Two Lovers and a Bear, de Kim Nguyen

 

Froid dans le dos et chaud au cœur

Two Lovers and a Bear, de Kim NguyenQuelque part dans l’Arctique, entre deux aurores boréales. Dans ce village cerné par des dunes de glace, des hommes et des femmes ont choisi d’y vivre, comme si de rien n’était. Si ce n’est que hormis de conduire des voitures, il s’agit de motos-neige et que l’hôpital le plus proche est à quelques heures d’avion. Roman et Lucy ont choisi tous deux cet exil de manteau blanc où s’abriter de leurs douleurs du passé. Ils s’aiment encore comme des adolescents, communiquant assez peu en dehors du langage du corps. Mais quand Lucy ne parvient plus à vaincre les démons qui la rongent et décide de retourner dans le sud, Roman la suit. Ils enfourchent leurs motos-neige et vogue l’aventure dans une immensité immaculée qui ne demande qu’à les emporter à jamais.

Il y a plusieurs films dans Two Lovers and a Bear, le nouveau long du Canadien Kin Nguyen à qui on doit le remarqué Rebelle en 2012. Ici, une histoire d’amour au goût d’impossible (Lucy doit partir, Roman ne l’accepte pas au début). Là, un drame de la vie quotidienne, rongée par l’alcool.

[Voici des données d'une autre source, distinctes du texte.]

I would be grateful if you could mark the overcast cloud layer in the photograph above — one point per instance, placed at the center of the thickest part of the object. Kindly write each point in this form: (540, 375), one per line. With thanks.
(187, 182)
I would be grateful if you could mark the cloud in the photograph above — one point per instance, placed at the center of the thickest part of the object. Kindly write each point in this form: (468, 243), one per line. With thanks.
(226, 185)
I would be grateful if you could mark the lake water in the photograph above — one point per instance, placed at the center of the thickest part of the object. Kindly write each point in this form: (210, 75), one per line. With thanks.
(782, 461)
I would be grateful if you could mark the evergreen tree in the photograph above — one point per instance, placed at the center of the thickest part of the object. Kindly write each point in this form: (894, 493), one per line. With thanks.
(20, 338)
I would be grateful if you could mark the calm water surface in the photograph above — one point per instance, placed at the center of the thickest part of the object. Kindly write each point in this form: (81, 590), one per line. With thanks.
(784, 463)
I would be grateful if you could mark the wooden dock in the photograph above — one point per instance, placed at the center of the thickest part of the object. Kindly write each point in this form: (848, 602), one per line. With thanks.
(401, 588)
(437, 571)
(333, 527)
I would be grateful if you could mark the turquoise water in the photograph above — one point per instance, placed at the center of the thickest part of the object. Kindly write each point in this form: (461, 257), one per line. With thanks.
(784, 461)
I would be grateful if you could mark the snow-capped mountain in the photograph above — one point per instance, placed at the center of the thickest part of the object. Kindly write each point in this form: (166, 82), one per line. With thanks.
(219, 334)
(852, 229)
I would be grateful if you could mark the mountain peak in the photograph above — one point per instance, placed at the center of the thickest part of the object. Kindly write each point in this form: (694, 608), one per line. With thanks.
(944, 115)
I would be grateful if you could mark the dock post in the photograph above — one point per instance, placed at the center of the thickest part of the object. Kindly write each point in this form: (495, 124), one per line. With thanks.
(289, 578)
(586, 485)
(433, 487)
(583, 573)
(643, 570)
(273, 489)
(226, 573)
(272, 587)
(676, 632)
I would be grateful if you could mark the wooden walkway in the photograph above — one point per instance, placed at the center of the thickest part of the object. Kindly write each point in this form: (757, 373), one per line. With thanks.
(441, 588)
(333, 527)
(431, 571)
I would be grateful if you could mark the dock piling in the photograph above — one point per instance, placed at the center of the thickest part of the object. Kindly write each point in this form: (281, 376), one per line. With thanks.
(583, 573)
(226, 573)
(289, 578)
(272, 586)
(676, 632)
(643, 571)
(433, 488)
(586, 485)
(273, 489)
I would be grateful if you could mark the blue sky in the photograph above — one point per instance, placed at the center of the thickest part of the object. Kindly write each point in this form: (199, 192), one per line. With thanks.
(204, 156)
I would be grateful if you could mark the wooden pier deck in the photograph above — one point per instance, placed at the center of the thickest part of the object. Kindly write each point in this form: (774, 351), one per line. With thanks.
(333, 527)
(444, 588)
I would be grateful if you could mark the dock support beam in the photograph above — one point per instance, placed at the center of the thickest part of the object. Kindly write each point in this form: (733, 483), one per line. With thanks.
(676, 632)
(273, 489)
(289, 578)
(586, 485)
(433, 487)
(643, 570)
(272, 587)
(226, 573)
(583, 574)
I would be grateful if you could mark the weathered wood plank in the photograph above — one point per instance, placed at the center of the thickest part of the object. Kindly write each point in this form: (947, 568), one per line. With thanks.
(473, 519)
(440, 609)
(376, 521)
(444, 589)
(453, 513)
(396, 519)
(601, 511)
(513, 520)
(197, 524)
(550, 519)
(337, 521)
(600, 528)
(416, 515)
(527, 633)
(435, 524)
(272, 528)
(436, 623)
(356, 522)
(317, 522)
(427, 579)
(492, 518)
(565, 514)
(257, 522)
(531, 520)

Là encore, une comédie (les policiers semblent tout droit sortis du Fargo des frères Coen) ou de l’absurde (Roman discute philosophie et sens de la vie avec un ours blanc… qui lui répond). Le tout pour s’achever dans une aventure de l’extrême mâtinée de fantastique et de thriller angoissant avec fantômes qui ressurgissent et lampes-torches dans une base militaire abandonnée, comme dans un épisode d’X-Files. Ce qui pourrait désarçonner au premier abord les aficionados d’histoires bien ficelées qui ne sortent pas des clous. Ici, rien n’est prévisible.

C’est ce qui fait la saveur de cet ovni cinématographique remarquablement interprété par Dane DeHaan (le nouveau Leonardo DiCaprio, tant par le physique que par la puissance de jeu) et Tatiana Maslany qui passe d’une émotion à une autre en une fraction de seconde. Kim Nguyen continue de forger son univers particulier avec un sens de la mise en scène très travaillé. On n’a jamais vu l’Arctique de cette manière, avec ses cerfs coincés dans une mer gelée, ses paysages lunaires et ses dangers qui rôdent à tout instant. La mort est omniprésente, enveloppe les deux amoureux, prête à les ensevelir. L’ours blanc devient la métaphore d’un démiurge qui avertit Roman de ce qui le guette, comme s’il savait tout ce qui allait advenir. Et le film de se saupoudrer d’une nouvelle couche de neige, avec de la métaphysique. Mais aussi une blague, celle de deux amants, d’un ours et d’une pieuvre qui peut jouer de tous les instruments de musique. Si vous ne la connaissez pas, rendez-vous dans un igloo de fortune mais douillet. Une histoire qui ne donne pas la chair de poule et vous réchauffera le cœur. Un peu comme ce film…

 
Two Lovers and a Bear de Kim Nguyen, avec Dane DeHaan et Tatiana Maslany. Canada, 2016. Présenté à la Quinzaine des Réalisateurs.